Boruch pisze:
Właśnie. Powiem więcej. Kot to stworzenie niezależne. Taki ma charakter. Człowiek ma bardzo mały wpływ na kształtowanie charakteru kota. Psa tak, ale nie kota.
Panie Boruchu, każde stworzenie można - jak Pan mówisz - ukształtować, oczywiście proporcjonalnie do posiadanej inteligencji,
czyli zdolności do abstrakcyjnego myślenia i dwustronnej komunikacji opartej na dźwiękach, gestach itp. To kształtowanie w
zależności od owej zdolności, zaczyna się od dostosowania swojego zachowania do celu jakim jest otrzymanie pożywienia, aż
do zaspokojenia uczuć wyższych. Wszystkie zwierzęta obdarzone są instynktem, ale nie wszystkie zdolne do przyswajania nowych
wzorców zachowania. Ludzie z ułomnością intelektualną również zdolni są niekiedy jedynie do czynności fizjologicznych i zachowań
instynktownych, jak np. obronnej reakcji na bodźce bólowe. Tak więc w relacji dwóch zwierząt - a przecież człowiek jest nim również
- obydwa kształtują swoje zachowanie tak, aby zadbać o swoje korzyści. O ile więc pies reaguje interpersonalnie, rozumiejąc na skutek
zdobywanego doświadczenia, że jego pożądane zachowanie przynosi mu korzyść, o tyle kot ogranicza się jedynie do funkcjonowania
w ramach instynktu i nauczyć się niczego nie tyle nie chce z przyczyny swojej niezależności, ile zwyczajnie nie może z powodu małego
rozumku. Równie dobrze można by uczyć rybkę z akwarium piruetów. Kot nie tylko nie mieści się w dziesiątce najbardziej inteligentnych
zwierząt, ale nawet w dwudziestce się nie znajdzie. Taka ośmiornica potrafi odkręcić słoik z jedzeniem, ale też posłużyć się prostym
narzędziem dostosowując ad hoc, to co ma pod macką i np. rozbić słoik kamieniem.
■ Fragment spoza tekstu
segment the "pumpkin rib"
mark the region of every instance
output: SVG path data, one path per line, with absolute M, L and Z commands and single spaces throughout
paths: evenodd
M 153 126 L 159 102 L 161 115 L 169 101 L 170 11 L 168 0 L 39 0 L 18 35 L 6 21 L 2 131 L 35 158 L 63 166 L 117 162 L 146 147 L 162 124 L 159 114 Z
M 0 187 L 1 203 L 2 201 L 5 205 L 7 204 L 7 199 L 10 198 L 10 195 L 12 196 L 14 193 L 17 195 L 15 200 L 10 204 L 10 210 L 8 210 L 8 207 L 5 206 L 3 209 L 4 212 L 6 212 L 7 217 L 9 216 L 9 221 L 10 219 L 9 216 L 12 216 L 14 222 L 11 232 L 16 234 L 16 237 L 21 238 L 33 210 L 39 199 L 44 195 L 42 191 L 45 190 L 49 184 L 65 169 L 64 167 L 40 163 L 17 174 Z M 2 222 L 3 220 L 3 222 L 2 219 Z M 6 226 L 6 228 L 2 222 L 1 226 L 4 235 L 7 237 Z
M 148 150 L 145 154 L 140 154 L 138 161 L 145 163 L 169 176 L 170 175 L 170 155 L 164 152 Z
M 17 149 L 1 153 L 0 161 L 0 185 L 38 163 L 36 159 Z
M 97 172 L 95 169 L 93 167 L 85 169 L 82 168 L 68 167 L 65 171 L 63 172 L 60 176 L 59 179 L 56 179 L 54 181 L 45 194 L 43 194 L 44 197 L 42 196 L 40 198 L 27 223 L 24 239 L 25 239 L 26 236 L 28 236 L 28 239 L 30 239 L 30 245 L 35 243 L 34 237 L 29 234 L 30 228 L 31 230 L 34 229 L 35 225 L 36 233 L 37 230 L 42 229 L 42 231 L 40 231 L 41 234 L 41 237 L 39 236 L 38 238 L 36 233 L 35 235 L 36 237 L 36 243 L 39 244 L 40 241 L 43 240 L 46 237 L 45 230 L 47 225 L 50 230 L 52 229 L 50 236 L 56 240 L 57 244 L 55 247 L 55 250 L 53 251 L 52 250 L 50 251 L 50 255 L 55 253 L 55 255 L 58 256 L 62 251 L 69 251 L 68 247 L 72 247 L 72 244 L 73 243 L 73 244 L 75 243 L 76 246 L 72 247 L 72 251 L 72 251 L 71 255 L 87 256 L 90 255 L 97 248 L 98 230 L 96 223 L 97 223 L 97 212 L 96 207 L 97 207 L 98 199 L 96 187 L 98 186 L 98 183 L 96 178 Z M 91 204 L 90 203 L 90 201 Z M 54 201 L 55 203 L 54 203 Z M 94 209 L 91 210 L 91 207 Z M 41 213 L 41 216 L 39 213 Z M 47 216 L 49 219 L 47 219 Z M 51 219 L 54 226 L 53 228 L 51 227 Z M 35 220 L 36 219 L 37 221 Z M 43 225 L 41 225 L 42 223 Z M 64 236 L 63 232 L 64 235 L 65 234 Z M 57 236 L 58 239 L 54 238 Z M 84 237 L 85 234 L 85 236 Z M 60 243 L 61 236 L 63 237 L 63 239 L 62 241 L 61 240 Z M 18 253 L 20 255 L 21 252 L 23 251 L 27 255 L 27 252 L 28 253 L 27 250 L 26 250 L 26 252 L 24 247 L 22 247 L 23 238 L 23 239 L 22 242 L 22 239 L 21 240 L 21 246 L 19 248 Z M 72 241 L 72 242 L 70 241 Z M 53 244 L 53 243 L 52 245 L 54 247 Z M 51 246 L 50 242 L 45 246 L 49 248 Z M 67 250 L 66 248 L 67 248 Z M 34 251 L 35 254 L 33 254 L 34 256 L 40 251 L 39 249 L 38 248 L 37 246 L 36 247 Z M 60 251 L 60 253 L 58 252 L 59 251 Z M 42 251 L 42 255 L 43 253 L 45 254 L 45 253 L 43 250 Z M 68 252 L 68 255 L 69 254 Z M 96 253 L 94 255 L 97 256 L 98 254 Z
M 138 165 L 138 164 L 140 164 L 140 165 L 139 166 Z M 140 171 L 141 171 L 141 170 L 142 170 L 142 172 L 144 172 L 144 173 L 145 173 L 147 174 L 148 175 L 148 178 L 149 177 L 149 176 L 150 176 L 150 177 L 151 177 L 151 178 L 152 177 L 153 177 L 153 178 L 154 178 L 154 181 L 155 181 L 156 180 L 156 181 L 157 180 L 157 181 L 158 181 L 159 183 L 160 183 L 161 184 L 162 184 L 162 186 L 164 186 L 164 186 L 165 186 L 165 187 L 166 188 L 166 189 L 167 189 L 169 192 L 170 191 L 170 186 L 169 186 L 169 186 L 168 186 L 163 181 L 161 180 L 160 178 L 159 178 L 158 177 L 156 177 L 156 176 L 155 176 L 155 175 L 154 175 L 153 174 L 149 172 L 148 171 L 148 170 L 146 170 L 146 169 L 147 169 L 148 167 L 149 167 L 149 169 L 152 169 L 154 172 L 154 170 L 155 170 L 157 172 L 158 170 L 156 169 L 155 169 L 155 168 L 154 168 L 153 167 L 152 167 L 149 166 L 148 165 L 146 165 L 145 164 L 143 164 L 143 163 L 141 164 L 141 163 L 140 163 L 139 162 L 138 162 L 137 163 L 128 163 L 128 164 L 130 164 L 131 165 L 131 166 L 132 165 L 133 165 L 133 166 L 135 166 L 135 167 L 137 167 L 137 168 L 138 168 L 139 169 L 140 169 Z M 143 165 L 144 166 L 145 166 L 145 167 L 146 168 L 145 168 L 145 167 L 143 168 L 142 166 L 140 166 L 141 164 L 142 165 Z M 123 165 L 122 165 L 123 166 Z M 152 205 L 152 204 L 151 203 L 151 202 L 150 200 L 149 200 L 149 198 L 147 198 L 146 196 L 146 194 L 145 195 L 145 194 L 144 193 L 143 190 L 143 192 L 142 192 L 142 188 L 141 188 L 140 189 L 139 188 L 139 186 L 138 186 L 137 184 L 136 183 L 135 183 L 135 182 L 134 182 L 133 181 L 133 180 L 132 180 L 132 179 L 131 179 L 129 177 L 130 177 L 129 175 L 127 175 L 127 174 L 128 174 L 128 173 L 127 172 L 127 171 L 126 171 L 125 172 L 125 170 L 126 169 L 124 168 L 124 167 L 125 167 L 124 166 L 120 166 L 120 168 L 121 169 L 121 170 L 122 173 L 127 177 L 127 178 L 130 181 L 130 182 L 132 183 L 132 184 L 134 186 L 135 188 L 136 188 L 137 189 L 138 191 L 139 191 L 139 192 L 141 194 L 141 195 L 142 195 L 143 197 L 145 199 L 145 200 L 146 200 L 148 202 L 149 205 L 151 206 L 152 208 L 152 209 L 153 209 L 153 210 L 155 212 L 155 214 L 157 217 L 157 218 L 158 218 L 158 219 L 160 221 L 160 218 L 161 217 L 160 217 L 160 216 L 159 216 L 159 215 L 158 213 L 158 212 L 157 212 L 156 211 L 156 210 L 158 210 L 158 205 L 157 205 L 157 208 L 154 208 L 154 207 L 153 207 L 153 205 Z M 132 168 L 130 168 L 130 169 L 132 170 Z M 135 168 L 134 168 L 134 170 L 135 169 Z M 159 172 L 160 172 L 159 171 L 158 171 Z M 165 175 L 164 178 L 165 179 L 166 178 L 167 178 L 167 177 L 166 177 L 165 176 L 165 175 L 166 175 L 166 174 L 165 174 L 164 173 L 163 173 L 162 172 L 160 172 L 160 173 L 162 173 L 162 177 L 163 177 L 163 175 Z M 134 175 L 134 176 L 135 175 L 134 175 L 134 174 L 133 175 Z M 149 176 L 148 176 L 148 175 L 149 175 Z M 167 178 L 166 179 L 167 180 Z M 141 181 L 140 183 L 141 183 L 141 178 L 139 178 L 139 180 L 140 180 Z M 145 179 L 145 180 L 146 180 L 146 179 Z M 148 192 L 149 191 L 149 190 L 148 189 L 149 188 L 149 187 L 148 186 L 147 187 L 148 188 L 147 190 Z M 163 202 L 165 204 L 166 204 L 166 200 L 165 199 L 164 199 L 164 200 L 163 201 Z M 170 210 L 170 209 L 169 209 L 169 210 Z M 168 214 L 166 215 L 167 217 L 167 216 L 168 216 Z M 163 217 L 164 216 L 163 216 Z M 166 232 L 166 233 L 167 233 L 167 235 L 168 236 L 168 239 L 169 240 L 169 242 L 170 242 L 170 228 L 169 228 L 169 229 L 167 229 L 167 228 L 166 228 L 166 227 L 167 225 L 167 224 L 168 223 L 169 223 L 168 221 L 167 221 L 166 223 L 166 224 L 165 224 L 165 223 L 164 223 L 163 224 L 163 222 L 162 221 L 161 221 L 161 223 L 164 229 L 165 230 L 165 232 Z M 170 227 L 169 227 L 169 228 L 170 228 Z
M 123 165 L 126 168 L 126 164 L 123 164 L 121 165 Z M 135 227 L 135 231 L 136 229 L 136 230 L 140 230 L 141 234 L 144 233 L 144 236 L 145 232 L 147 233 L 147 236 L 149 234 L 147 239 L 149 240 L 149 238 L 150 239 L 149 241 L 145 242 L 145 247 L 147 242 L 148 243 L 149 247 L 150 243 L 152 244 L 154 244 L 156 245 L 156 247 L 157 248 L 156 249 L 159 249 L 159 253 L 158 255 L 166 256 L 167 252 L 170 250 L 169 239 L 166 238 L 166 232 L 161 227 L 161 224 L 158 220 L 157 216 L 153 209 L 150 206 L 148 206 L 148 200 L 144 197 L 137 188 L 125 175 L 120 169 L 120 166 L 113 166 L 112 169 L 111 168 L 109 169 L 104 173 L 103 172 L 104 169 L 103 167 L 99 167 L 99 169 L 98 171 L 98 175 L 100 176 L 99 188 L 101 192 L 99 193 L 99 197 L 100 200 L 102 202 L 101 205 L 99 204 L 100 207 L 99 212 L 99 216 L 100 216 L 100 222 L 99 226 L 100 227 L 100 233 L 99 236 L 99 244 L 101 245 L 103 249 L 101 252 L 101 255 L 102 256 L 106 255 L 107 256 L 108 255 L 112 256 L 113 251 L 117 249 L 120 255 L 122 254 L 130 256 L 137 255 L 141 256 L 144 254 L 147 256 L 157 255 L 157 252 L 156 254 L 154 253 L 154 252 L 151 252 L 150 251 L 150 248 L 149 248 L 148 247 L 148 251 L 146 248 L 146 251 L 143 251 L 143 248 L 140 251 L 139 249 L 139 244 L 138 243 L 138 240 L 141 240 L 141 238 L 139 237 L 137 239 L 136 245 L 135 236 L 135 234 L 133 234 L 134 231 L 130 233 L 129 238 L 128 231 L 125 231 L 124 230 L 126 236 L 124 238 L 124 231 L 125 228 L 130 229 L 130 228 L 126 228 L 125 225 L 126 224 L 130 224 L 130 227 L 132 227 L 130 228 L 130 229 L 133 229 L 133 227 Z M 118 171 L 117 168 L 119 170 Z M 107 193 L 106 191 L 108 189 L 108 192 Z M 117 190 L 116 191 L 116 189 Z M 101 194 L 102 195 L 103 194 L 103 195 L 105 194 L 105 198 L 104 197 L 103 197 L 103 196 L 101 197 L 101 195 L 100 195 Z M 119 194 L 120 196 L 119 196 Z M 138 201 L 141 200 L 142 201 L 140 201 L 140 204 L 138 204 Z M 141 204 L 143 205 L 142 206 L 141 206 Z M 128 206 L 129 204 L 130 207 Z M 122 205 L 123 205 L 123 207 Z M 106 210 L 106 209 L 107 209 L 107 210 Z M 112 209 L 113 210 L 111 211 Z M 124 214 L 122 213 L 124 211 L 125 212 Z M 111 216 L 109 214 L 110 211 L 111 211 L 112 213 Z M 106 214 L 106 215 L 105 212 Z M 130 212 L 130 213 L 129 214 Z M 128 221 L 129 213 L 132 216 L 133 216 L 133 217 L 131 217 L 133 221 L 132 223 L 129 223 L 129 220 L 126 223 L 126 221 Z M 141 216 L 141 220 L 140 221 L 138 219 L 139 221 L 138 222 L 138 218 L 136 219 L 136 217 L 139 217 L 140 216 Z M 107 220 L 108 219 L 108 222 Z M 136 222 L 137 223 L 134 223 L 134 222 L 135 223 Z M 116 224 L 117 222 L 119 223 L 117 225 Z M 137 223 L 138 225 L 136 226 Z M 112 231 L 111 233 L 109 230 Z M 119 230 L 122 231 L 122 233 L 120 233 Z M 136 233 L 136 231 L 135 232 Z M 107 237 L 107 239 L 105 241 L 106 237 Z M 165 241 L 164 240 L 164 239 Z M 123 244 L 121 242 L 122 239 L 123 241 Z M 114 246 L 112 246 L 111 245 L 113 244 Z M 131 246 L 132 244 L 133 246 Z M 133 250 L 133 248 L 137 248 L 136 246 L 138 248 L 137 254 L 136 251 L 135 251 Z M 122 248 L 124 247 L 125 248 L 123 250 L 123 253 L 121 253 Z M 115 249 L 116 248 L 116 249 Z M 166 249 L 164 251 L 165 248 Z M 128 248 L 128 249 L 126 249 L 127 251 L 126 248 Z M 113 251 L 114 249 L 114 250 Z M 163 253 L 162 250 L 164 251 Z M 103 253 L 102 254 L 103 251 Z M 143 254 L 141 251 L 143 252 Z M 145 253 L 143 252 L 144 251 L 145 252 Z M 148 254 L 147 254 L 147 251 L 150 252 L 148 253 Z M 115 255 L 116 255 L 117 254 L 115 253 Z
Ptaki z rodziny krukowatych z powodzeniem używają
przejeżdżających samochodów, które kołami kruszą im orzechy, bo potrafiły połączyć obserwowane zdarzenia w logiczny ciąg i wiedzą,
że trzeba taki orzech wrzucić pod koła. Natomiast domowy kot zdechnie z głodu, jeżeli nie dostanie szamy wprost do miski. Za cholerę
nie skuma, że worek z karmą jest w szafce z której pańcia wyjmuje go milion razy, sypiąc do michy. Miałem kota 18 lat i moja obserwacja
tego futrzaka, potwierdza opinie zwierzęcych behawiorystów na temat kociej inteligencji. Przypomina mi się syn kolegi, który po roku
zrezygnował ze studiowania na Politechnice, bo jak powiedział - ona go ogłupia. Tutaj można mówić o świadomej decyzji, ale nie kiedy
np. obywatel Suski powiedziałby, że on mógłby nawet noblistą zostać, ale jest na to zbyt niezależny. To taki kot prezesa - kuweta i mruczeć.